Isomorphic Labs reports that its drug design teams are already deploying these capabilities across their programs to understand novel structures, identify previously uncharacterized binding pockets, and design new chemical compounds.
The Bigger Picture
The development represents more than incremental improvement. By achieving what Isomorphic Labs calls “predictive fidelity” across diverse biochemical properties while maintaining the ability to generalize to unexplored biological systems, IsoDDE addresses fundamental limitations that have constrained computational drug design. Google DeepMind CEO Demis Hassabis is bullish on the field in general, having said that humanity has a shot at curing all diseases through AI, and Isomorphic Labs has prevoiusly said it’s on the cusp of starting human trials for AI-created medicines.

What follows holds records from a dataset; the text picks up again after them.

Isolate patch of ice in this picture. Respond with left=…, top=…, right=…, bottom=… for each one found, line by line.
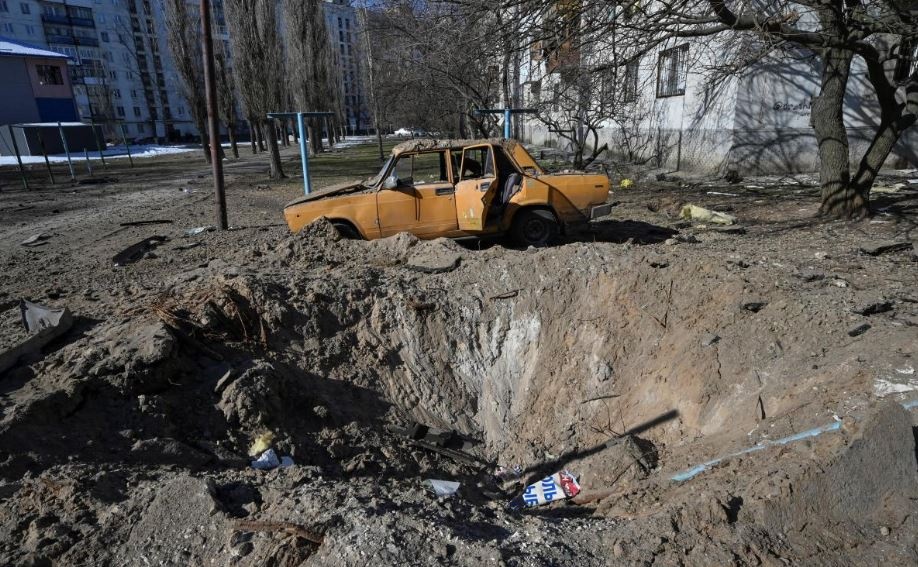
left=0, top=144, right=201, bottom=166
left=873, top=378, right=918, bottom=398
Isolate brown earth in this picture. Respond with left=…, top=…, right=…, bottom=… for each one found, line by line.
left=0, top=144, right=918, bottom=565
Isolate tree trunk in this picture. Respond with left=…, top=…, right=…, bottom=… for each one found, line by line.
left=261, top=121, right=286, bottom=179
left=226, top=124, right=239, bottom=159
left=309, top=119, right=323, bottom=154
left=810, top=48, right=869, bottom=219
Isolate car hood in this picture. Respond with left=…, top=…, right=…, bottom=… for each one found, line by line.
left=284, top=181, right=369, bottom=208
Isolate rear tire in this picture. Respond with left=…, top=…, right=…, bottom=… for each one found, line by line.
left=510, top=209, right=561, bottom=248
left=332, top=221, right=363, bottom=240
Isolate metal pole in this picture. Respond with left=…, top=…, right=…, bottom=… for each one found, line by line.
left=118, top=124, right=134, bottom=167
left=296, top=112, right=312, bottom=195
left=89, top=120, right=106, bottom=169
left=57, top=122, right=76, bottom=181
left=6, top=124, right=29, bottom=191
left=38, top=128, right=54, bottom=185
left=201, top=0, right=228, bottom=230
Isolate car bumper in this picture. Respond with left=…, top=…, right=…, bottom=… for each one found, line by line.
left=590, top=203, right=612, bottom=220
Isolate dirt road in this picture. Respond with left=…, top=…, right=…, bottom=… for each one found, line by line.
left=0, top=143, right=918, bottom=565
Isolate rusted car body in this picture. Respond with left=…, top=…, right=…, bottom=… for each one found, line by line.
left=284, top=139, right=609, bottom=246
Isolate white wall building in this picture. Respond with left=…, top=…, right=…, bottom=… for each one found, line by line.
left=521, top=9, right=918, bottom=175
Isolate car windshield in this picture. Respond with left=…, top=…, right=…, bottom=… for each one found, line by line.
left=363, top=156, right=392, bottom=187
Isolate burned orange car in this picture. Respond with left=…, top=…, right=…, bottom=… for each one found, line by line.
left=284, top=140, right=609, bottom=246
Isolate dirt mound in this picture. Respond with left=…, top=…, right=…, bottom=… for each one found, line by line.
left=0, top=221, right=915, bottom=565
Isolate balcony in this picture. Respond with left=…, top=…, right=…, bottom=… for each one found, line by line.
left=74, top=36, right=99, bottom=47
left=41, top=14, right=96, bottom=28
left=41, top=14, right=70, bottom=26
left=45, top=33, right=76, bottom=45
left=70, top=16, right=96, bottom=28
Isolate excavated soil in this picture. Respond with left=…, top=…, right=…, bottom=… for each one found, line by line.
left=0, top=144, right=918, bottom=566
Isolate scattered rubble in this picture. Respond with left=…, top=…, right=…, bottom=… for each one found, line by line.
left=0, top=149, right=918, bottom=566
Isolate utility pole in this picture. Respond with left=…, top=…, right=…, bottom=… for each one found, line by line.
left=201, top=0, right=228, bottom=230
left=357, top=6, right=386, bottom=161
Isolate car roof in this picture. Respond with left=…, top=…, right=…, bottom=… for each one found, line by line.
left=392, top=138, right=544, bottom=174
left=392, top=138, right=519, bottom=159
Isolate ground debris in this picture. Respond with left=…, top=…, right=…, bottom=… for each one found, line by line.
left=233, top=520, right=325, bottom=545
left=859, top=241, right=912, bottom=256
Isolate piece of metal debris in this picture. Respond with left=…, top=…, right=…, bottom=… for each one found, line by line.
left=112, top=236, right=169, bottom=266
left=0, top=301, right=73, bottom=373
left=19, top=233, right=51, bottom=247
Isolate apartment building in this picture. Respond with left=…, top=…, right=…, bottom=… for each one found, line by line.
left=323, top=0, right=370, bottom=133
left=0, top=0, right=369, bottom=140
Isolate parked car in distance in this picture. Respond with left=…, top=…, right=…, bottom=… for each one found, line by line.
left=284, top=139, right=609, bottom=246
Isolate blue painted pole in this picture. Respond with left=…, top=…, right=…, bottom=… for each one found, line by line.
left=296, top=112, right=312, bottom=195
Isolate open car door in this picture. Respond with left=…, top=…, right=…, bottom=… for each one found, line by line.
left=456, top=144, right=499, bottom=231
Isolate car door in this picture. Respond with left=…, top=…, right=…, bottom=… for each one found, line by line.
left=412, top=150, right=459, bottom=238
left=456, top=144, right=498, bottom=232
left=376, top=154, right=417, bottom=237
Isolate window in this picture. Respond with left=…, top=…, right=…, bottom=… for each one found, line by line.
left=35, top=65, right=64, bottom=85
left=529, top=81, right=542, bottom=105
left=395, top=152, right=449, bottom=185
left=893, top=40, right=918, bottom=83
left=657, top=43, right=688, bottom=98
left=622, top=59, right=641, bottom=103
left=461, top=146, right=494, bottom=180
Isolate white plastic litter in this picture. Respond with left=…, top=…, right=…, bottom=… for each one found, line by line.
left=424, top=478, right=459, bottom=498
left=252, top=449, right=280, bottom=471
left=185, top=226, right=214, bottom=236
left=252, top=449, right=293, bottom=471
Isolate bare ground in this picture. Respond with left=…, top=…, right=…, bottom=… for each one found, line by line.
left=0, top=141, right=918, bottom=565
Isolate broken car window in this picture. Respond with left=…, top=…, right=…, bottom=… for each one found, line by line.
left=461, top=146, right=494, bottom=179
left=394, top=152, right=449, bottom=185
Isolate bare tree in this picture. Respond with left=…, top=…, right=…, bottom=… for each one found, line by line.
left=225, top=0, right=285, bottom=179
left=214, top=42, right=239, bottom=159
left=165, top=0, right=210, bottom=163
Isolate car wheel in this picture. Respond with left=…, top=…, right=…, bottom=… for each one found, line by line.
left=332, top=221, right=363, bottom=240
left=511, top=209, right=560, bottom=247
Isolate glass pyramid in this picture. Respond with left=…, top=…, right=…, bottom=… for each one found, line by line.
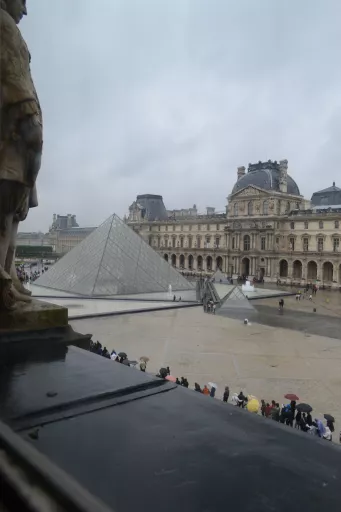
left=219, top=286, right=254, bottom=311
left=35, top=215, right=193, bottom=297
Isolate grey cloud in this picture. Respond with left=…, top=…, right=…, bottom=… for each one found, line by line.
left=20, top=0, right=341, bottom=231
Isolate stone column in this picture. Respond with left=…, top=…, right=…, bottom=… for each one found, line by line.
left=333, top=263, right=338, bottom=282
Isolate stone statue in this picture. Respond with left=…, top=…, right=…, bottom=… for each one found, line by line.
left=0, top=0, right=43, bottom=310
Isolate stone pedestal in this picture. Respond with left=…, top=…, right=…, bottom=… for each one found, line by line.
left=0, top=300, right=68, bottom=332
left=0, top=300, right=91, bottom=353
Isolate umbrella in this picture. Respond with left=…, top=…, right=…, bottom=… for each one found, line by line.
left=246, top=397, right=259, bottom=413
left=323, top=414, right=335, bottom=423
left=284, top=393, right=299, bottom=400
left=296, top=404, right=313, bottom=412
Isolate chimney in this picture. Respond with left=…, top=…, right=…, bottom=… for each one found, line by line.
left=279, top=160, right=288, bottom=194
left=237, top=166, right=245, bottom=180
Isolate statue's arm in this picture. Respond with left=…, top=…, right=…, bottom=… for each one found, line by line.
left=0, top=13, right=42, bottom=150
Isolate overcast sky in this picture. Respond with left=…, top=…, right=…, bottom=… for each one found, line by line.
left=20, top=0, right=341, bottom=231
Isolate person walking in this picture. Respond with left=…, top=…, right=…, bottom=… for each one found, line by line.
left=202, top=384, right=210, bottom=395
left=223, top=386, right=230, bottom=402
left=295, top=411, right=302, bottom=428
left=194, top=382, right=202, bottom=393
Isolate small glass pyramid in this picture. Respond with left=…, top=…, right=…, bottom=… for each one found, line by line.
left=35, top=214, right=193, bottom=297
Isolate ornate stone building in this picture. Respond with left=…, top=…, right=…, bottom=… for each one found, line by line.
left=126, top=160, right=341, bottom=287
left=18, top=213, right=96, bottom=254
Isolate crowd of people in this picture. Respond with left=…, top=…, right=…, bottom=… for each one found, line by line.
left=90, top=341, right=341, bottom=443
left=16, top=263, right=49, bottom=284
left=231, top=391, right=341, bottom=443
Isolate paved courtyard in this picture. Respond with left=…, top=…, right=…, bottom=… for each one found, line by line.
left=71, top=306, right=341, bottom=437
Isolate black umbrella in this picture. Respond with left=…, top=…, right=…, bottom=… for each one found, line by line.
left=296, top=404, right=313, bottom=412
left=323, top=414, right=335, bottom=423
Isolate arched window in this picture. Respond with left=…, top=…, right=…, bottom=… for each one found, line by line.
left=244, top=235, right=250, bottom=251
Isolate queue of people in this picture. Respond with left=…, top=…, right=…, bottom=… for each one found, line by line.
left=90, top=341, right=341, bottom=443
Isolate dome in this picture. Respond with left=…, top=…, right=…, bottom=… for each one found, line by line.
left=311, top=181, right=341, bottom=206
left=232, top=161, right=300, bottom=196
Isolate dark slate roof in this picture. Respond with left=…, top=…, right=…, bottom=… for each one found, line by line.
left=232, top=162, right=300, bottom=196
left=136, top=194, right=168, bottom=220
left=311, top=182, right=341, bottom=206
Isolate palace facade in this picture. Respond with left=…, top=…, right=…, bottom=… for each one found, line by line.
left=125, top=160, right=341, bottom=288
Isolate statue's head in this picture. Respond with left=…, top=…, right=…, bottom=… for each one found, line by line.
left=5, top=0, right=27, bottom=25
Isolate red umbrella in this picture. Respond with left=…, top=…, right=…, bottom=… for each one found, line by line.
left=284, top=393, right=299, bottom=400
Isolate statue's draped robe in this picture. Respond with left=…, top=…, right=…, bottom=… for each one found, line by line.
left=0, top=8, right=42, bottom=215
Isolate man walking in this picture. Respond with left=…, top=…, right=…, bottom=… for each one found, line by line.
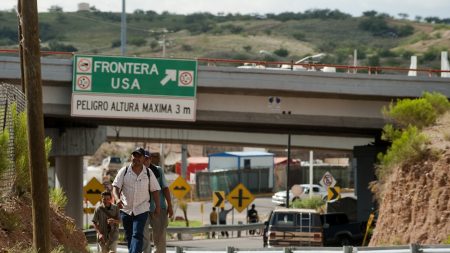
left=247, top=204, right=259, bottom=235
left=144, top=150, right=173, bottom=253
left=209, top=207, right=217, bottom=238
left=92, top=191, right=120, bottom=253
left=112, top=148, right=161, bottom=253
left=219, top=207, right=233, bottom=238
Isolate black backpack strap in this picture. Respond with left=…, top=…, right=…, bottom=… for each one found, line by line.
left=150, top=164, right=161, bottom=178
left=119, top=165, right=129, bottom=198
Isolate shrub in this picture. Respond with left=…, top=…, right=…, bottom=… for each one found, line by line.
left=383, top=98, right=437, bottom=129
left=273, top=48, right=289, bottom=57
left=292, top=33, right=306, bottom=41
left=11, top=104, right=31, bottom=196
left=49, top=188, right=67, bottom=210
left=111, top=40, right=122, bottom=48
left=377, top=126, right=428, bottom=179
left=0, top=209, right=21, bottom=232
left=422, top=92, right=450, bottom=115
left=442, top=235, right=450, bottom=245
left=0, top=129, right=11, bottom=180
left=130, top=38, right=147, bottom=47
left=242, top=45, right=252, bottom=52
left=181, top=44, right=193, bottom=52
left=291, top=196, right=325, bottom=209
left=11, top=104, right=52, bottom=196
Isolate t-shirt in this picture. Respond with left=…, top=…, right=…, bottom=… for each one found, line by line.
left=150, top=165, right=169, bottom=212
left=247, top=209, right=258, bottom=221
left=209, top=211, right=217, bottom=224
left=92, top=204, right=119, bottom=242
left=112, top=166, right=161, bottom=215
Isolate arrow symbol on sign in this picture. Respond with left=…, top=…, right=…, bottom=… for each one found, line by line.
left=214, top=192, right=224, bottom=207
left=328, top=187, right=340, bottom=200
left=161, top=69, right=177, bottom=86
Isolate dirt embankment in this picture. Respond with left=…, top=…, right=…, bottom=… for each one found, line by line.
left=370, top=113, right=450, bottom=246
left=0, top=197, right=87, bottom=253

Whether all this translates to faster, cheaper drug development or enables entirely new classes of therapeutics remains to be seen. Drug discovery involves many steps beyond initial molecular design, including extensive clinical testing. But for the computational chemistry component, at least, the tools appear to be reaching a new level of sophistication.
As AI systems demonstrate increasing capabilities in scientific domains—from protein folding to materials science—IsoDDE suggests that some of AI’s most transformative impacts may ultimately emerge not in consumer applications or software development, but in accelerating humanity’s understanding and manipulation of the molecular world.